Dean's right when he says Jo's iron knife isn't worth much as a weapon compared to the one he offers her, but her knife has killed a good few nasties in her father's hands (and the compensation-issues knife of Dean's is harder to hide between sock and ankle); she'll stick with what she's got.

Jo hears no end of rumors, thirdhand from one or another hunter who's latched on to Jo's base as the sort of gossip hub that the Roadhouse used to be (which it can't be; Jo's the only one with hunter connections at that bar, and Minnesota hasn't nearly the central position Nebraska has), about the latest damn fool stunt pulled off by those crazy sons of bitches Dean and Sam Winchester; Jo takes note of every word, but every time she hears someone say they opened the Devil's Gate in Wyoming, or they're planning to go to hell just to break the gates open from the inside, or anything of that nature, she tells the speaker that she's met the Winchesters (usually whichever idiot's speaking hasn't) and she'd wager her reputation on theirs and her life on their skills.

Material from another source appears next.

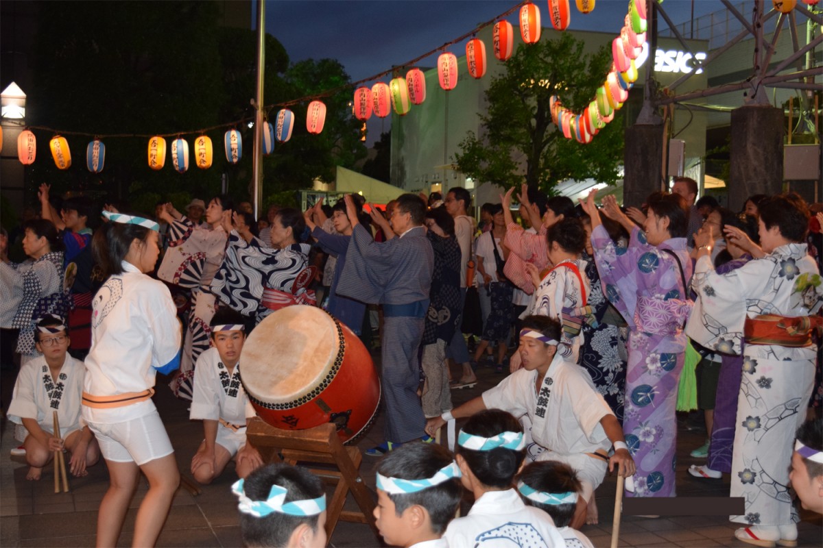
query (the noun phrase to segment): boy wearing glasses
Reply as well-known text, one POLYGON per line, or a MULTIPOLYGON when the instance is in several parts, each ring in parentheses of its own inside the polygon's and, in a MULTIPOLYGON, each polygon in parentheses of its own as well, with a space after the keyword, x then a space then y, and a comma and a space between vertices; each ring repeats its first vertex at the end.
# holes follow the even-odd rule
POLYGON ((63 450, 72 455, 71 472, 86 476, 86 467, 100 458, 97 441, 80 417, 86 368, 68 354, 71 339, 63 318, 49 314, 39 320, 35 341, 40 355, 21 367, 8 408, 12 421, 22 424, 28 432, 23 442, 30 467, 26 478, 40 479, 54 451, 63 450), (59 432, 53 430, 54 411, 59 432))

Jo's heard Sam's psychic, exorcising demons without devil's trap or Rituale, and anyone who can pin down a demon without a careful trap can certainly open doors and trigger a bomb from a safe distance; she doesn't ask for the truth of this, though, and wouldn't ask him to do it even if she knew he could—if neither he nor Dean thinks it's worth suggesting, she'll trust that it's not, and anyway the suggestion would come across as asking Sam to help Jo force her mother to betray Jo, which would make her mother want to kill her—wait.